Using similar criteria, I suppose I’m guilty of a lack of sophistication in quite a few areas. I never developed a high appreciation for art, music or poetry. At least not the sort that would be considered valuable or cultured. And telling the difference between an authentic Louis XVI armoire and a decent knockoff is something I couldn’t do if you held a gun to my head. Same thing goes for designer clothes.
While I admire folks who educate themselves in these matters, I’ve never had the desire to devote my own energies to such things. I suppose it would be nice to possess that sort of knowledge but, to be honest, I pretty much hate the learning process. I’d just as soon magically know stuff…like through osmosis. That might be because my attention deficit makes it so challenging to digest information, or it could just be that my lazy nature lends itself more easily to that which requires little effort. Regardless, the whole osmosis thing hasn’t worked, so I tend to consider myself a bit of a simpleton, and I’ve spent the majority of my life worrying about being harshly judged by others. I’m not exactly a cretin – I mean, I’m intelligent enough to walk to my mailbox without stopping to ask for directions – but my depth of edification leaves a lot to be desired. Knowing I don’t necessarily measure up when it comes to being refined has always left me feeling insignificant and out of touch.
That doesn’t mean I’ve kept myself hidden away in the shadows. The majority of my jobs actually required that I be front and center, and I somehow managed to choreograph my way through working with the public without coming across as the village idiot. I even had someone once compliment me on my ability to finesse. It was a nice thing to say, but I knew what she really meant was I was rather adept at the art of BS. And she wasn’t wrong. Dealing with individuals from all walks of life requires a certain level of savoir faire and, for whatever reason, that seemed to come naturally to me. Still does most of the time. As an introvert, maintaining that persona can be tiring, but it’s doable. Even so, the back of my mind never lost that pesky notion that suggested I was somehow less than.
I’ll never forget a coworker’s surprise when he found out my highest level of education was a high school diploma. When he said I didn’t sound like someone who hadn’t gone to college, my snarky comeback was, “So, in other words, you’re saying I talk good?” He turned red, tried to eat his words and we both had a good laugh. But it served as a reminder to me that people might think something was missing in my general makeup because my horizons hadn’t been particularly broadened.
I’ve had a lot of come to Jesus talks with myself over the years, and the most recent have involved letting go of thoughts that do me more harm than good. Like thinking I’m not worthy because I was never schooled in haute cuisine, upscale fashion or fine arts. My comfort zone has always been more in the neighborhood of Kool-Aid wine, blue jeans and classic rock. (70’s…not 80’s. I do have standards.) When it comes to a posh lifestyle, it’s just not my thing. A higher price tag doesn’t necessarily dictate worth to me. I simply like what I like. If it’s pleasing to my eyes, ears or palate, it doesn’t matter what value someone else might place on it. My idea of the finer things in life are experiences that speak to me on more of a gut level than an intellectual one.

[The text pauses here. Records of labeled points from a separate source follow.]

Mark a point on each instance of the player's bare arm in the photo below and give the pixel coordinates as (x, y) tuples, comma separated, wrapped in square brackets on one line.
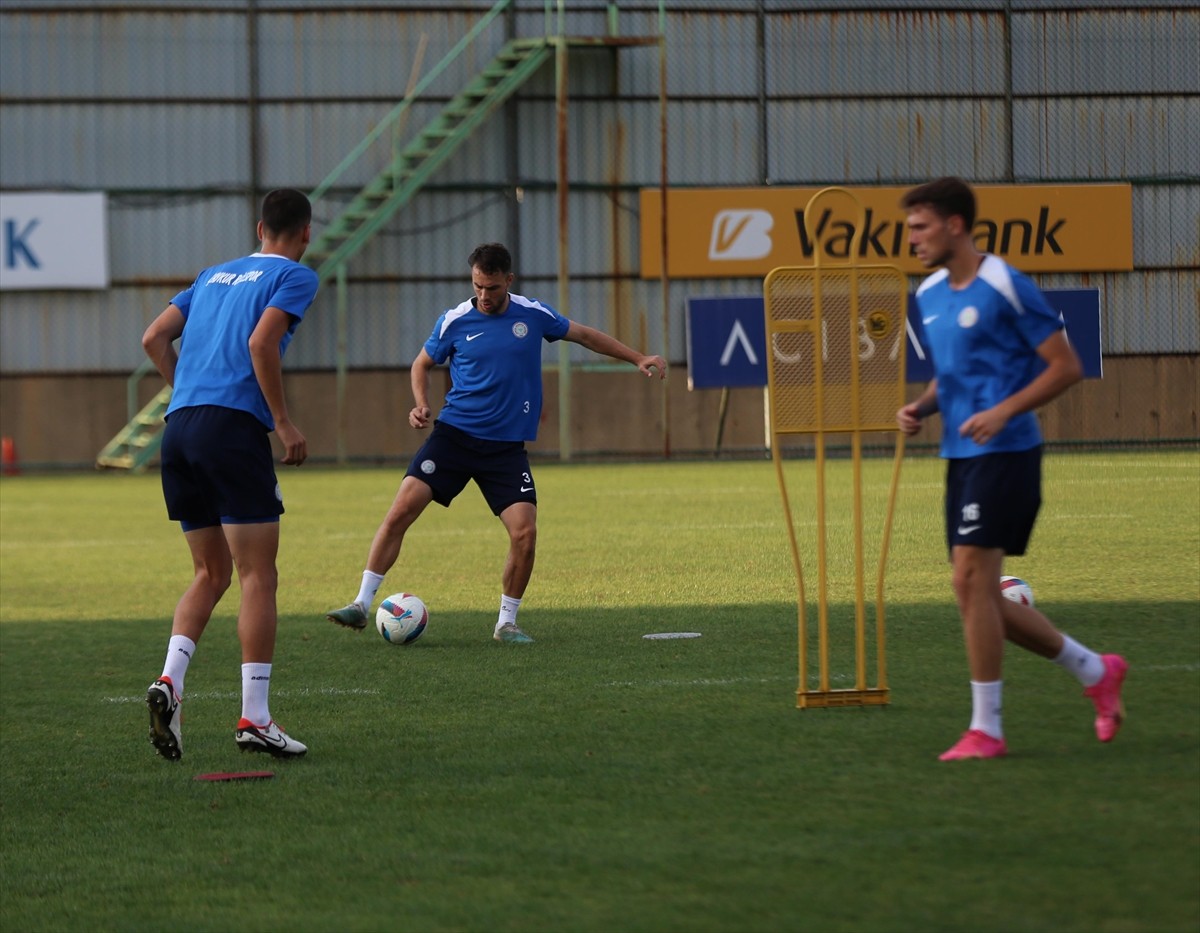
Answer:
[(419, 374), (268, 362), (607, 345), (159, 342), (1063, 369)]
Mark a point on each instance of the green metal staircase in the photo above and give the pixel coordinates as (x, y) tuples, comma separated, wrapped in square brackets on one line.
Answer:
[(342, 238), (400, 181)]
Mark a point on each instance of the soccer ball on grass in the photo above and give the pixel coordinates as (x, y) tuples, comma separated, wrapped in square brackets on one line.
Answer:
[(401, 618), (1015, 589)]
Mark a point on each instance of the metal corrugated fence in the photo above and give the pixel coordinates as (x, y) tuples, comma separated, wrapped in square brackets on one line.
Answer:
[(185, 114)]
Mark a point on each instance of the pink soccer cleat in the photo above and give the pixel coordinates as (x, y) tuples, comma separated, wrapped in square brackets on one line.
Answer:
[(1105, 696), (975, 744)]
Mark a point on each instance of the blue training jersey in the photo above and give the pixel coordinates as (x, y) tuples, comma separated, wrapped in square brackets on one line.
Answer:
[(983, 341), (495, 366), (221, 310)]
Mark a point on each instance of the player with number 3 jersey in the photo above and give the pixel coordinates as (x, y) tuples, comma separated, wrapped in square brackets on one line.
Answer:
[(492, 343)]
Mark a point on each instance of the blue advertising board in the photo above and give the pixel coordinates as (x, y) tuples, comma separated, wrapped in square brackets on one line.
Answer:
[(727, 338)]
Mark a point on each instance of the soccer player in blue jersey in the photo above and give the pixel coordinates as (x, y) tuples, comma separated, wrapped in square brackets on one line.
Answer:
[(233, 324), (999, 353), (493, 344)]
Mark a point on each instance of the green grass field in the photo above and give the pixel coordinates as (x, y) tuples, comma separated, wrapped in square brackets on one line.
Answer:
[(598, 781)]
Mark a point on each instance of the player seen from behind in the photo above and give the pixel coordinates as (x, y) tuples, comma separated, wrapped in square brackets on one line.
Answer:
[(233, 324)]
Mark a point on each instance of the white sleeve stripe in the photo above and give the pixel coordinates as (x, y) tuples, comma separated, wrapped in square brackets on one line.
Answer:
[(996, 274)]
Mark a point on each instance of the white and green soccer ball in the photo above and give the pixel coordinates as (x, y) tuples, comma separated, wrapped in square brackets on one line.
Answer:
[(401, 619)]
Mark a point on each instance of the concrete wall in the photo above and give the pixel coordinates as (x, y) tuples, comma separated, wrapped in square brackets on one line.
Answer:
[(64, 420)]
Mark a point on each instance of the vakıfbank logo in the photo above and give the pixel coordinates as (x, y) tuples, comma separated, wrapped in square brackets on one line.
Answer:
[(723, 233), (741, 234)]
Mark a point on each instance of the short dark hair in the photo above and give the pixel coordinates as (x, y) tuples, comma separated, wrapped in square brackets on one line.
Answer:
[(947, 197), (490, 259), (286, 211)]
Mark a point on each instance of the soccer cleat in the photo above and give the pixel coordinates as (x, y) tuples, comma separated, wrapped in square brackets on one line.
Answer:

It’s been a long time coming, but I’ve finally stopped dwelling on the fact that I will never be a connoisseur of anything. There are probably those who think I missed out on the greater gifts in life by not pursuing further education – formal or otherwise – but, when it comes to what’s truly important to me, there’s nothing lacking in my little world. I hold no envy toward those who enjoy sipping fine wine on their snazzy yachts, and they don’t need to pity me for savoring a local sweet red while swaying in my creaky old porch swing. It’s actually quite fulfilling. Shoot, sometimes I even get a little fancy, raise the bar, and throw in a couple of cheese sticks.
What can I say? Happy is as happy does.